Bruce Willis has seen more than his share of actors blasting one weapon or another in his long career as an action star. But the sight of his Red co-star Helen Mirren gleefully firing round after round from handguns and assault rifles was something of a revelation.

"She makes shooting guns look so much better than anybody I've ever seen," Willis said during a recent visit to Toronto to promote the film, which opened Friday.

Based on writer Warren Ellis and artist Cully Hamner's three-issue comic book miniseries of the same name, Red tells the story of a retired CIA black-ops agent who must put together his old team to uncover who is behind a plot to kill him.

While the movie boasts plenty of action, it is the cast of heavyweights - including not only Willis and Mirren but Morgan Freeman, Richard Dreyfuss and John Malkovich - that will likely be the biggest draw for audiences. Most of those actors didn't sign up for the film, which Willis has been working to get made for years, until just a few months before shooting began.

"It was a great surprise, and the scale of the film became obviously much larger," Willis says.

Jumping from one U.S. city to another, the film, largely shot in Toronto, also does its best to leap from genre to genre. Its mix of humour, action and romance is what attracted him to the story, Willis says.

"It was a pretty ambitious script. You could have just made the film about the romantic comedy aspect of it. You could have just made it an action movie. You could have just made it a buddy film," he says. "But they tried to put all those things in it."

At a mere 66 pages, much had to be added to the story in order to adapt the comic into a feature-length film, Willis says. Part of that fleshing out process included adding more humour to the comic's serious, darker tone.

While Willis has acted in all of the genres blended here, Red presented him with a rare opportunity to work with an ensemble cast.

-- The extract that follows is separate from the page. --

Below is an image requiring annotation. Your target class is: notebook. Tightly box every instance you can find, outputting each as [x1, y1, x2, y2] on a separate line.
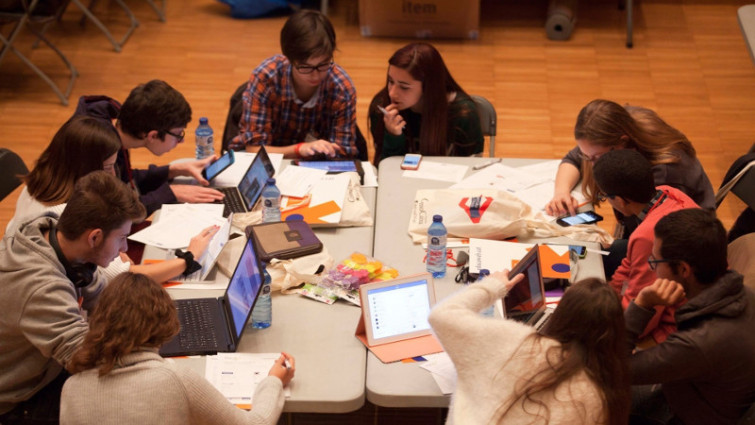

"I've never really worked in a cast with that many actors who were in a couple of big scenes together," he says. And while Willis is the action-movie veteran of the group, he didn't need to share advice on how to handle explosions or take down bad guys with his cast mates.

"It just wouldn't have seemed appropriate to offer anybody any tips in that club. They're pro, veteran actors," he says.

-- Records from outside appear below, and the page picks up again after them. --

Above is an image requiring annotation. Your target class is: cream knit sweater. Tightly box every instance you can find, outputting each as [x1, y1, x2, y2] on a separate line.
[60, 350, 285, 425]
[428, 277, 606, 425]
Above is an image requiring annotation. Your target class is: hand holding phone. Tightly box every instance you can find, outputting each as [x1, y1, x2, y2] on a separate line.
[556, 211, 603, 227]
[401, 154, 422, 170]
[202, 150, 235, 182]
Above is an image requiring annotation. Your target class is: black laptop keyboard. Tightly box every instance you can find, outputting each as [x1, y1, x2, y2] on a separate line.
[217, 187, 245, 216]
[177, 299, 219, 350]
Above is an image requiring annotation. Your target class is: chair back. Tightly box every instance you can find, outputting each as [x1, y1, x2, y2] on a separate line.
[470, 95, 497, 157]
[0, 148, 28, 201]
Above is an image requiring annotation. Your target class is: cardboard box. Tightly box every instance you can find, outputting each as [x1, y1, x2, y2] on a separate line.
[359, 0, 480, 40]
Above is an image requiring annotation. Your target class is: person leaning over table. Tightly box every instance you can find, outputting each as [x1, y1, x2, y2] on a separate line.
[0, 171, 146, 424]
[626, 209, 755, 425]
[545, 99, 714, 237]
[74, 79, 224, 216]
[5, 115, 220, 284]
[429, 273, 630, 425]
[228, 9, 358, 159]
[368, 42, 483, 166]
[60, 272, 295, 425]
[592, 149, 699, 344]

And with few exceptions, such as Mary-Louise Parker, who plays Willis's love interest, and Karl Urban, who plays a CIA agent out to bring down Willis, most of the cast are well into their later years. The film happily plays up the idea of a group of retirees - the title is an acronym for "Retired: Extremely Dangerous" - out to kick some butt.

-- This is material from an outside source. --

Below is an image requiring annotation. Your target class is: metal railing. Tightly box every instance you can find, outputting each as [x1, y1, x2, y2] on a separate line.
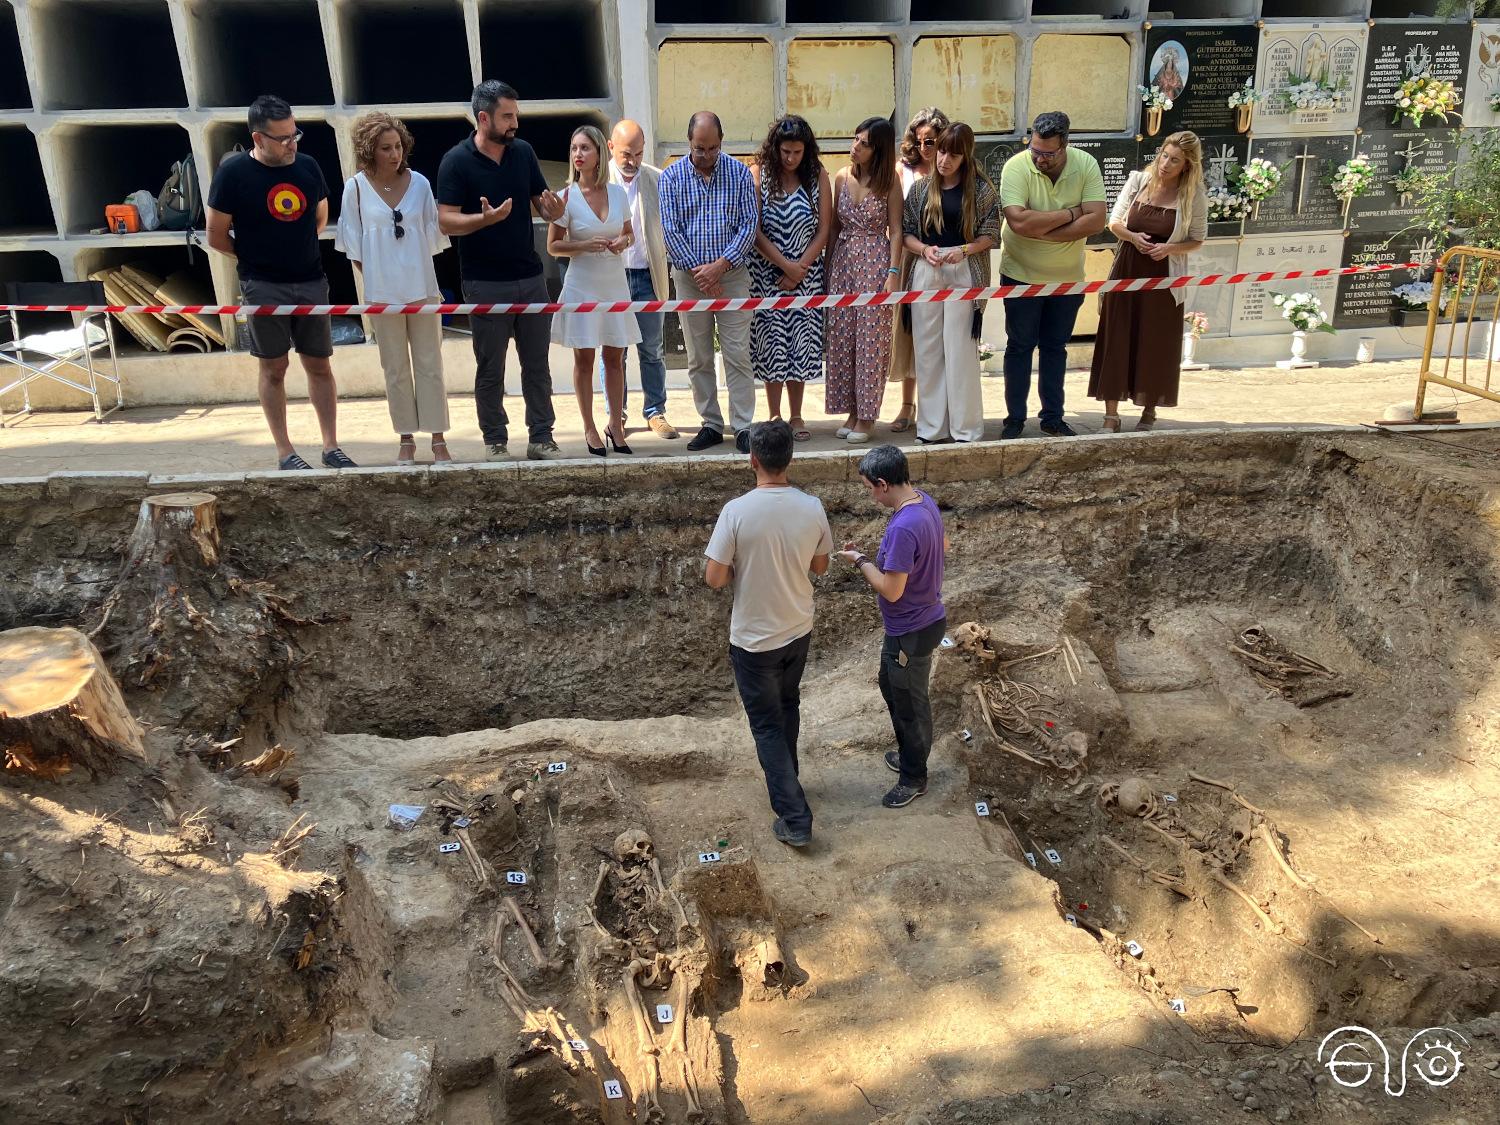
[1414, 245, 1500, 421]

"There is a retirement motif in the film," Willis says.

At 55, Willis may be getting on in years, but doesn't mind his character being called "grandpa," as he is in several scenes, including one rollicking fight scene with Urban. "You can't take yourself seriously," he says.

That could very well be the motto for Red, which revels in a type of cartoon violence that is just this side of a Wile E. Coyote episode. Scenes such as the one in which Malkovich shoots a bullet that hits a rocket-propelled grenade right on the nose in close-up, or Morgan Freeman beating Richard Dreyfuss into submission, are clearly meant for comic relief.

Willis has also been showing his comedic side in his role as spokesman for Sobieski, a Polish vodka. In one commercial for the brand he says, "No, I'm not just an action hero with rugged good looks and some singing ambitions." In another, he pokes fun at himself by asking, "What the heck does Bruce Willis know about making vodka? Nothing."



But getting a laugh, whether in those commercials or in a movie, isn't easy, Willis says. In fact, it's much more difficult than having to punch out bad guys or do stunt scenes.

"It's the hardest part. Anybody could flop on the floor. If you have not enough sense in your head, you can jump off anything high and land on the floor and go, 'Yeah, how was that?' But trying to be funny is difficult."